Genève et le Jura sont nés ensemble, en faux jumeaux, de l

Transcription

Genève et le Jura sont nés ensemble, en faux jumeaux, de l
Entre Genève
et Délémont
Un air de famille
Par Joëlle Kuntz
G
enève et le Jura sont nés ensemble, en faux
jumeaux, de l’effondrement de l’Empire napoléonien auquel ils étaient annexés. Ils n’en ont
pas conçu un fort esprit de famille. Non, ils ont
gardé leurs distances. Au Congrès de Vienne, en 1815,
quand se redessinaient les frontières européennes, le
Genevois Charles Pictet de Rochemont soutenait l’idée
que la France prenne l’Ajoie – il disait «le Porrentruy»
– et cède en échange le Pays de Gex à Genève, qui cherchait à s’agrandir. La France hésita puis se refusa à «livrer les catholiques gessiens» à la citadelle protestante,
comme disait Talleyrand. Quand elle «livra» les catholiques du Jura à la Berne réformée, ce fut à la condition
qu’ils puissent garder leur foi. Ils la gardèrent et, de ce
fait, ne devinrent jamais de vrais Bernois. Et c’était avec
Berne que Genève était amie. La Question jurassienne a
commencé à Vienne.
Elle a fait halte à Genève dans les années 1910. Des intellectuels dans la mouvance de Gonzague de Reynold
et Robert de Traz y fondèrent un Mouvement national
jurassien qui s’inscrivit comme la section jurassienne
de la Nouvelle société helvétique. Elitaire, il ne dura pas.

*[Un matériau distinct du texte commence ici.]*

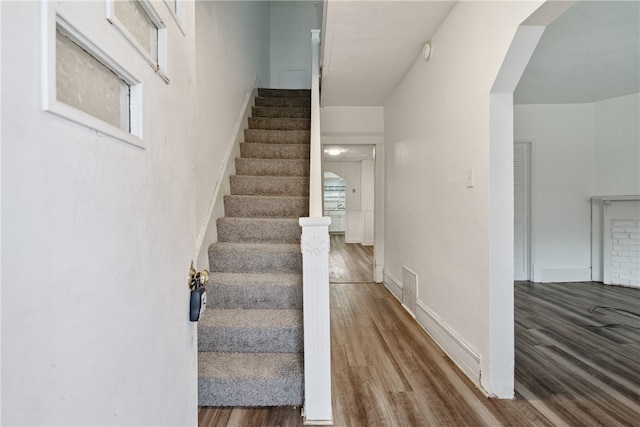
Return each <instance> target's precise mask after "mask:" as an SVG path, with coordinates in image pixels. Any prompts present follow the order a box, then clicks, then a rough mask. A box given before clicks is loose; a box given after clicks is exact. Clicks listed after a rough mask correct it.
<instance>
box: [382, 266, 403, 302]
mask: <svg viewBox="0 0 640 427" xmlns="http://www.w3.org/2000/svg"><path fill="white" fill-rule="evenodd" d="M382 283H383V284H384V287H385V288H387V289H388V290H389V292H391V295H393V296H394V297H395V298H396V299H397V300H398V301H399V302H400V303H401V304H402V283H401V282H400V281H399V280H398V279H396V278H395V277H393V276H392V275H391V273H389V272H388V271H386V270H384V271H383V281H382Z"/></svg>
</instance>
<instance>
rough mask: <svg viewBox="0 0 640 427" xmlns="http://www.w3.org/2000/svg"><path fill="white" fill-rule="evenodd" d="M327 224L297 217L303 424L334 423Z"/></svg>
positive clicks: (314, 219) (327, 423) (328, 231)
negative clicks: (300, 303)
mask: <svg viewBox="0 0 640 427" xmlns="http://www.w3.org/2000/svg"><path fill="white" fill-rule="evenodd" d="M329 224H331V219H330V218H328V217H321V218H300V225H301V226H302V239H301V242H300V246H301V250H302V262H303V269H302V270H303V273H302V276H303V283H304V284H303V304H304V393H305V404H304V418H305V424H315V425H318V424H325V425H331V424H333V411H332V409H331V335H330V318H329V314H330V310H329V304H330V300H329Z"/></svg>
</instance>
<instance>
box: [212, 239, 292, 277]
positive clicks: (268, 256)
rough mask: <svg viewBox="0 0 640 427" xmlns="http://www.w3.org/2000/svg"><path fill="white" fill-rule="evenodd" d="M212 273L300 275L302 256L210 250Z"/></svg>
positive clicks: (215, 246)
mask: <svg viewBox="0 0 640 427" xmlns="http://www.w3.org/2000/svg"><path fill="white" fill-rule="evenodd" d="M209 267H210V268H211V271H220V272H228V273H298V272H300V271H301V269H302V254H301V253H290V252H282V253H279V252H269V253H261V252H233V251H222V250H219V249H218V248H217V247H216V245H213V246H212V247H211V249H209Z"/></svg>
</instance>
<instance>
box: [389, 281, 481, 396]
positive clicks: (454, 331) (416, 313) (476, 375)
mask: <svg viewBox="0 0 640 427" xmlns="http://www.w3.org/2000/svg"><path fill="white" fill-rule="evenodd" d="M383 276H384V281H383V283H384V286H385V287H386V288H387V289H388V290H389V292H391V294H392V295H393V296H394V297H396V299H397V300H398V301H399V302H400V303H401V304H402V288H403V284H402V283H401V282H400V281H399V280H398V279H396V278H395V277H393V276H392V275H391V274H390V273H389V272H387V271H386V270H385V271H384V272H383ZM403 307H404V306H403ZM405 309H406V307H405ZM407 312H409V314H411V312H410V311H409V310H407ZM414 317H415V319H416V321H417V322H418V324H419V325H420V326H421V327H422V329H424V330H425V332H426V333H427V335H429V336H430V337H431V338H432V339H433V340H434V341H435V342H436V344H438V346H439V347H440V348H441V349H442V351H444V352H445V353H446V355H447V356H449V358H450V359H451V360H452V361H453V363H455V364H456V366H458V368H460V370H461V371H462V372H464V374H465V375H466V376H467V377H469V379H470V380H471V381H472V382H473V383H474V384H476V385H477V386H478V388H479V389H480V390H482V387H481V385H480V355H478V353H477V352H476V351H475V350H474V349H473V348H472V347H471V345H470V344H469V343H467V342H466V341H465V340H464V339H463V338H462V337H460V336H459V335H458V334H457V333H456V332H455V331H454V330H453V329H452V328H450V327H449V326H448V325H447V324H446V323H445V322H444V321H443V320H442V319H440V317H438V315H436V314H435V313H434V312H433V311H431V310H430V309H429V308H428V307H427V306H426V305H425V304H424V303H423V302H422V301H420V300H418V301H417V302H416V313H415V316H414Z"/></svg>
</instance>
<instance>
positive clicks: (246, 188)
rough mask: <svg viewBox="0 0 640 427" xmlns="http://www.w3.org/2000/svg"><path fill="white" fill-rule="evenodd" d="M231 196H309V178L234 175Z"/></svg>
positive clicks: (232, 184)
mask: <svg viewBox="0 0 640 427" xmlns="http://www.w3.org/2000/svg"><path fill="white" fill-rule="evenodd" d="M230 181H231V187H230V188H231V194H237V195H248V196H308V195H309V178H308V177H304V176H250V175H232V176H231V177H230Z"/></svg>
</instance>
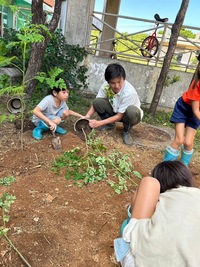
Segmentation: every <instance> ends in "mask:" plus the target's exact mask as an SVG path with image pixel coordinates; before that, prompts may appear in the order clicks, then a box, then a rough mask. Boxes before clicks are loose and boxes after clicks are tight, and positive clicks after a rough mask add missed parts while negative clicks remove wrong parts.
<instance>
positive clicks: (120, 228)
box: [120, 206, 131, 236]
mask: <svg viewBox="0 0 200 267" xmlns="http://www.w3.org/2000/svg"><path fill="white" fill-rule="evenodd" d="M130 219H131V206H129V207H128V218H127V219H126V220H124V221H123V223H122V225H121V227H120V236H122V235H123V231H124V228H125V226H126V225H127V224H128V223H129V221H130Z"/></svg>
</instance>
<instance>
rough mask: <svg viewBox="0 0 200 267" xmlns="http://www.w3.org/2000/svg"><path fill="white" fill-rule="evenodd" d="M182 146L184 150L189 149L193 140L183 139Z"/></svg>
mask: <svg viewBox="0 0 200 267" xmlns="http://www.w3.org/2000/svg"><path fill="white" fill-rule="evenodd" d="M183 146H184V148H185V149H186V150H191V149H192V148H193V142H192V141H191V140H185V141H184V142H183Z"/></svg>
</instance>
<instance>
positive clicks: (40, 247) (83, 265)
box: [0, 121, 200, 267]
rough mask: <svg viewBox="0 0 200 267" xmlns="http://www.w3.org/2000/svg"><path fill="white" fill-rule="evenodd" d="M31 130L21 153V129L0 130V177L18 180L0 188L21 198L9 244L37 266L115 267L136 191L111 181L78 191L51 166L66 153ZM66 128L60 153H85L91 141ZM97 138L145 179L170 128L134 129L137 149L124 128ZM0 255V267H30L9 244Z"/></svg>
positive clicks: (166, 138) (133, 134)
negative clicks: (113, 249) (38, 136)
mask: <svg viewBox="0 0 200 267" xmlns="http://www.w3.org/2000/svg"><path fill="white" fill-rule="evenodd" d="M26 126H27V127H28V131H25V132H24V133H23V140H24V148H23V150H22V149H21V148H20V132H19V130H18V128H19V127H18V125H17V124H16V123H15V124H11V123H10V124H3V125H1V126H0V147H1V152H0V177H1V178H3V177H6V176H9V175H13V176H14V177H15V178H16V182H15V183H12V184H11V186H9V187H8V188H3V187H1V188H0V193H1V194H2V193H3V192H5V191H7V192H9V193H10V194H12V195H14V196H15V197H16V200H15V202H14V204H13V205H12V208H11V213H10V215H11V217H10V221H9V224H8V226H9V227H10V231H9V233H8V236H9V238H10V239H11V240H12V242H13V243H14V245H15V246H16V247H17V249H18V250H19V251H20V252H21V253H22V255H23V256H24V257H25V258H26V260H27V261H28V262H29V264H30V265H31V266H32V267H50V266H56V267H58V266H62V267H65V266H73V267H76V266H81V267H88V266H99V267H101V266H106V267H112V266H117V264H116V262H115V257H114V253H113V239H114V238H116V237H119V228H120V225H121V223H122V221H123V220H124V219H125V218H126V217H127V206H128V204H129V202H130V197H131V194H132V191H134V189H135V188H134V186H133V185H132V186H131V185H130V186H129V191H128V192H123V193H122V194H120V195H117V194H116V193H115V192H114V190H113V189H112V188H111V187H110V186H109V185H107V183H106V182H99V183H95V184H89V185H88V186H85V187H83V188H78V187H77V186H76V185H74V183H73V181H67V180H65V178H64V176H62V175H57V174H55V173H54V172H52V171H51V170H50V169H51V162H52V161H53V160H54V159H55V158H56V157H58V156H59V155H60V154H61V153H62V151H56V150H54V149H53V148H52V145H51V140H52V135H51V134H50V133H45V134H44V138H43V140H42V141H36V140H34V139H33V138H32V136H31V129H32V127H31V125H26ZM66 128H67V129H68V133H67V134H66V135H65V136H61V141H62V150H63V151H67V150H71V149H73V148H75V147H77V146H79V147H81V148H82V150H84V149H85V142H84V141H83V140H82V139H83V138H80V136H78V135H77V134H76V133H75V132H74V130H73V123H72V121H71V122H70V123H69V122H68V123H67V125H66ZM172 134H173V131H172ZM97 135H98V138H100V139H101V140H102V142H103V143H104V145H105V146H106V147H107V149H108V150H112V149H113V148H115V149H117V150H118V151H121V152H123V153H125V154H127V153H130V154H131V155H133V156H134V162H133V165H134V168H135V170H137V171H139V172H140V173H141V174H142V175H143V176H146V175H149V174H150V171H151V169H152V168H153V167H154V166H155V164H157V163H158V162H160V161H162V159H163V151H164V149H165V147H166V145H167V144H169V143H170V139H171V131H169V129H160V128H155V127H152V126H150V125H147V124H144V123H141V124H139V125H137V126H136V127H134V128H133V130H132V135H133V137H134V141H135V143H134V145H133V146H131V147H127V146H126V145H124V144H123V142H122V138H121V125H120V124H119V125H117V129H116V130H113V131H110V132H106V133H97ZM198 162H199V159H198V154H195V155H194V157H193V159H192V162H191V164H190V168H191V170H192V172H193V174H194V177H195V179H196V181H197V182H198V184H199V181H200V174H199V168H198V165H199V164H198ZM137 182H138V181H137ZM0 223H1V225H2V221H1V222H0ZM1 225H0V226H1ZM0 253H1V258H0V266H6V267H21V266H25V264H24V262H23V261H22V260H21V259H20V258H19V256H18V254H17V253H16V252H15V251H14V250H12V249H11V248H10V247H9V245H8V243H7V242H6V241H5V240H4V239H3V238H1V239H0Z"/></svg>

En 1916, une Association des patriotes jurassiens prit la
relève. Elle organisa en 1917 une conférence en ville où
était revendiqué le droit des Jurassiens de fonder leur
canton. La polémique commença aussitôt. Le Journal de
Genève dénonçant les autonomistes comme cléricaux
tandis que le Courrier, l’organe du parti catholique, prenait leur défense.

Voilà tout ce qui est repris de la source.